|When||12 Apr 2010 - 30 Jun 2010|
|Where||Cheryl McGinnis Gallery
215 W 88th Street
New York, NY 10024
|Enquiry||212 579 8485|
Hilda Shen, Geode, 2004. Ink, wax, paper sculpture. Courtesy of the artist and Cheryl McGinnis Gallery New York
April 12 – June 30 2010
Re-Constructing Paper at Cheryl McGinnis Gallery continues this season’s exploration of contemporary visions created on or from paper. While paper functions as a passive surface in drawing and painting, Laura McCallum and Hilda Shen treat paper as an active element, using its versatile strength and flexibility to physically build images.
Unlike traditional painting, which represents the sky as a static image, Hilda Shen constructs the essence of sky, transporting the viewer’s spatial orientation from looking forward to soaring upward. In often classically-based compositions, her liquid use of paint on paper that is torn, thickly layered and sometimes coated with wax, reveals the sky’s mercurial movement, its changing colors and light, and the human eye’s fragmented way of taking in moments. As a city dweller, the sky “provides respite from urban life. One of the few places to rest my eye on something vast and infinite.” Shen’s use of enlarged fingerprints and the act of collaging reflect the city’s continuous cycle of architectural deconstruction and reconstruction over time.
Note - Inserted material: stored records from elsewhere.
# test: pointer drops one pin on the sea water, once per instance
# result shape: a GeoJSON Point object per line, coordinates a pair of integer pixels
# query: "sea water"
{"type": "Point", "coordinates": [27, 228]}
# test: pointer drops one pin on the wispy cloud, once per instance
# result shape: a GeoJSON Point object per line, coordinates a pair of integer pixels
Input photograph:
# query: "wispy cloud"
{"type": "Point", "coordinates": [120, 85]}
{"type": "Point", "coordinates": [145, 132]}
Also used by Shen for her sculpted rocks, the fingerprints echo striations of formation and erosion, as well as the disruption of natural objects that have been removed from their surroundings and then placed in a new setting by human hands.
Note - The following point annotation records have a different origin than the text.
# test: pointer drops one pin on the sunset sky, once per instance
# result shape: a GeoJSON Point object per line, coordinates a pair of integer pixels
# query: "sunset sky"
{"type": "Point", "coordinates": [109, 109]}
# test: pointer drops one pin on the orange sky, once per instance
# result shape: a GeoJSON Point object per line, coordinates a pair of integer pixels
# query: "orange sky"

With a study of both “physical reflection and self-reflection,” Laura McCallum invites the viewer into a state of contemplation. Influenced by images mirrored on water, the stillness of dawn and the silence of her studio, McCallum’s tactile process, which ranges from furling and cutting to layering paper, is an expression of “conscious and unconscious movements” resulting in enigmatic organic configurations. Reminiscent of intricate Carolingian metalwork, illuminated manuscripts, and Renaissance quilling, McCallum’s serpentine and undulating formations of paper combine with contemporary minimalist geometric structures and shapes. In addition to using the paper raw, she frequently rubs graphite, pigment and/or paint onto the surface, and at times adds a skin of translucence with layered applications of acid-free glue. Compressed within hermetic frameworks, these filigrees are otherworldly and pregnant with expansion in pieces that are simultaneously intimate and monumental.